Заражение + удивление. Что такое конструктивизм в музыке и как его понимать

Фото: sound up
В центре «Зотов» пройдет фестиваль Sound Up forte, на нескольких концертах которого прозвучит музыка конструктивизма. По случаю разбираемся, как она зарождалась и какие черты были ей свойственны

24 марта фестиваль фортепианной музыки Sound Up forte впервые пройдет в здании бывшего хлебозавода, сегодня ставшего центром конструктивизма «Зотов». Логика места и действительно круглая дата (а конструктивизм продолжает отмечать свое столетие) диктуют и контекст программы. За конструктивизм в музыке в этот вечер будет отвечать пианист Михаил Дубов, который исполнит сочинения Александра Мосолова, Артура Лурье, Дмитрия Шостаковича и других композиторов, воплощавших конструктивисткие идеи не в архитектуре, но в нотах. Впрочем, синтез времен, направлений и жанров — известная сторона Sound Up, так что и в этот вечер прошлое соединится с настоящим, а Восток — с Западом. Мария Садурдинова и Ульяна Ловчикова возьмутся за программу сочинений для двух роялей, состоящую из российских премьер произведений Дэвида Лэнга, Мередит Монк, Джона Адамса и других героев сегодняшнего дня, а пианист и композитор Риад Маммадов, в свою очередь, исполнит собственные фортепианные пьесы в мугамных и джаз-мугамных ладах, а также впервые представит на публике сочинение из цикла «Lieder ohne Worte». Так в здании бывшего хлебозавода соединятся эпохи и мотивы. Журналист Денис Бояринов по просьбе «РБК Стиль» возвращается к истокам и рассказывает, чем был характерен конструктивизм в музыке, ставший опорной точкой для сложившейся фестивальной программы.

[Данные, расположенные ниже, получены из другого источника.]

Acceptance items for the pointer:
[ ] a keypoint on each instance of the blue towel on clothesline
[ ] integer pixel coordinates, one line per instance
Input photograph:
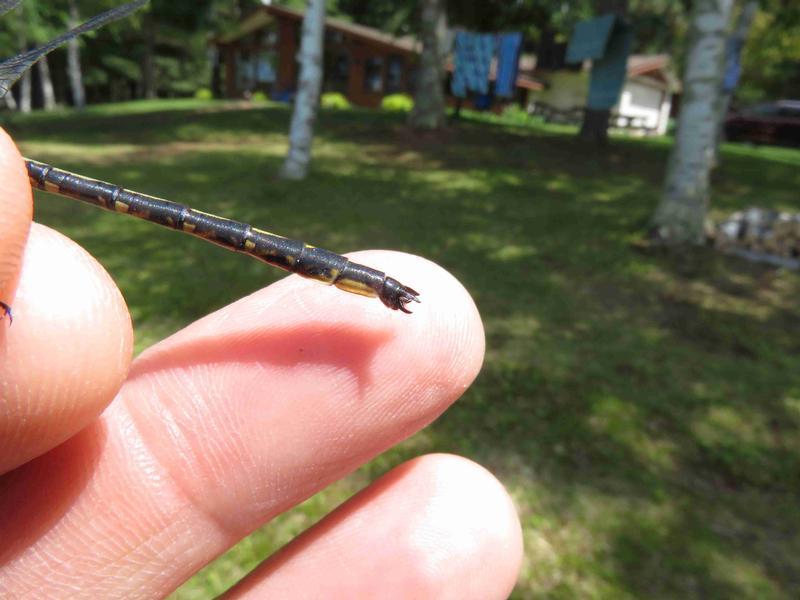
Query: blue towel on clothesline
(473, 52)
(509, 46)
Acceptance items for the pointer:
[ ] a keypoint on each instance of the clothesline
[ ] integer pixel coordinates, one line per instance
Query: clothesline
(473, 58)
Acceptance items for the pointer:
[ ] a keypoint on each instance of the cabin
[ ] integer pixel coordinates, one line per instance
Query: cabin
(365, 64)
(362, 63)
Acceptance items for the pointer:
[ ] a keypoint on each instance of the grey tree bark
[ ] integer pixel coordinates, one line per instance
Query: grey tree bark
(301, 131)
(738, 38)
(74, 61)
(46, 83)
(680, 216)
(148, 89)
(429, 100)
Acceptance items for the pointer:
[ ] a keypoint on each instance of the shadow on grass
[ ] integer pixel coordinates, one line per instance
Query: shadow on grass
(642, 409)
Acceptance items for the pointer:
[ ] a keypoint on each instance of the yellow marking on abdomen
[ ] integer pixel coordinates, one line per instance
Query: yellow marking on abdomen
(356, 287)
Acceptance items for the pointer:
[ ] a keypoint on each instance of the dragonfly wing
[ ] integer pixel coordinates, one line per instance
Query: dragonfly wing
(13, 68)
(7, 5)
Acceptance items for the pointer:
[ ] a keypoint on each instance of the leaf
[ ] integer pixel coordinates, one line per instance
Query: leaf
(7, 5)
(13, 68)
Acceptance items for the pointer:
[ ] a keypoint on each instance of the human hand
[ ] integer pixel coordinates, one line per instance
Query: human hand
(122, 480)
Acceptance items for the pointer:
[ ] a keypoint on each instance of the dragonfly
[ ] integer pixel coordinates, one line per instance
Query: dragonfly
(285, 253)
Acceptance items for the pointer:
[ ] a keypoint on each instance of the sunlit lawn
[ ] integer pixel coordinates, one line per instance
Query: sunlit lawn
(643, 410)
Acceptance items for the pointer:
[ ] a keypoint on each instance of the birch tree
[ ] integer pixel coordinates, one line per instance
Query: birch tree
(46, 84)
(301, 131)
(680, 216)
(429, 101)
(74, 72)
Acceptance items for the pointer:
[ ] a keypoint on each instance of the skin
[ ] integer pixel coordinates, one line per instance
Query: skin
(122, 479)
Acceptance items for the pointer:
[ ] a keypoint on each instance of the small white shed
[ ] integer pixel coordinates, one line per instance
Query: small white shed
(646, 97)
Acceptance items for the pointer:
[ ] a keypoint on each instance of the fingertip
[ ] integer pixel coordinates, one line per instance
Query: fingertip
(68, 351)
(15, 217)
(468, 524)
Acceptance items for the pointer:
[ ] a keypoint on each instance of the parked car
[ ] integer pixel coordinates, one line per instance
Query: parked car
(767, 123)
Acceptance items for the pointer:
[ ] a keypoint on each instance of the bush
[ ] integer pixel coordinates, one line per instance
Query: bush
(335, 101)
(514, 113)
(397, 102)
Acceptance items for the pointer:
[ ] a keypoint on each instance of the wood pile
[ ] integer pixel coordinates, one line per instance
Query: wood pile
(761, 235)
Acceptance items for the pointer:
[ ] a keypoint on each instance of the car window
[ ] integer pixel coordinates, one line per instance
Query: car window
(793, 113)
(763, 110)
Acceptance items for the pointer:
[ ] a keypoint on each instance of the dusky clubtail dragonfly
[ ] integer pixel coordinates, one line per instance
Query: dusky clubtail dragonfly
(288, 254)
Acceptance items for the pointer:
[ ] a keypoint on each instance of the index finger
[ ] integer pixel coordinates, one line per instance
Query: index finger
(15, 217)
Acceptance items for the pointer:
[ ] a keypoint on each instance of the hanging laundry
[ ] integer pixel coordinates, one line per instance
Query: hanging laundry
(607, 42)
(509, 46)
(473, 53)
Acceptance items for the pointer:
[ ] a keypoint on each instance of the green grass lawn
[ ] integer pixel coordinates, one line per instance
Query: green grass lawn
(643, 410)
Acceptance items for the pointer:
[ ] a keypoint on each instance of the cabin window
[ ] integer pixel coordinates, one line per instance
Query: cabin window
(265, 67)
(394, 74)
(255, 70)
(337, 71)
(373, 75)
(333, 37)
(269, 36)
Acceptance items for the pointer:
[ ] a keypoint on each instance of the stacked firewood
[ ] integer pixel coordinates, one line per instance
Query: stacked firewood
(759, 234)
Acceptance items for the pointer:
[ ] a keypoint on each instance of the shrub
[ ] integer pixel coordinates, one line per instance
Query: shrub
(397, 102)
(334, 100)
(514, 113)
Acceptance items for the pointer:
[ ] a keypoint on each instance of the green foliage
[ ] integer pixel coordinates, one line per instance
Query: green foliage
(771, 58)
(515, 114)
(397, 102)
(334, 101)
(643, 410)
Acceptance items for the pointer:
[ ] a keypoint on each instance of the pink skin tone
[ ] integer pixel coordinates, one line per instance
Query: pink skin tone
(122, 478)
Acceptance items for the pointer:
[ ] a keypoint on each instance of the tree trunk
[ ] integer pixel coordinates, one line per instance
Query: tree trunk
(148, 61)
(46, 83)
(74, 61)
(680, 216)
(301, 131)
(736, 44)
(429, 101)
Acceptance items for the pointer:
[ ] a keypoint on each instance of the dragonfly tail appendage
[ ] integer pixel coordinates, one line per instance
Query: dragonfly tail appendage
(6, 310)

«Мы объявляем непримиримую войну искусству!» — этими словами открывается манифест «Конструктивизм», написанный первым теоретиком нового движения, Алексеем Ганом в 1922 году. Под «искусством» здесь понимается культура прошлого: с точки зрения генерации пролетарских художников, появившихся после Октябрьской революции, она — утеха буржуазии, кутающаяся в наряды теологии, мистики и метафизики. Ей на смену «выступает конструктивизм — стройное дитя индустриальной культуры», — продолжает Ган в своем манифесте.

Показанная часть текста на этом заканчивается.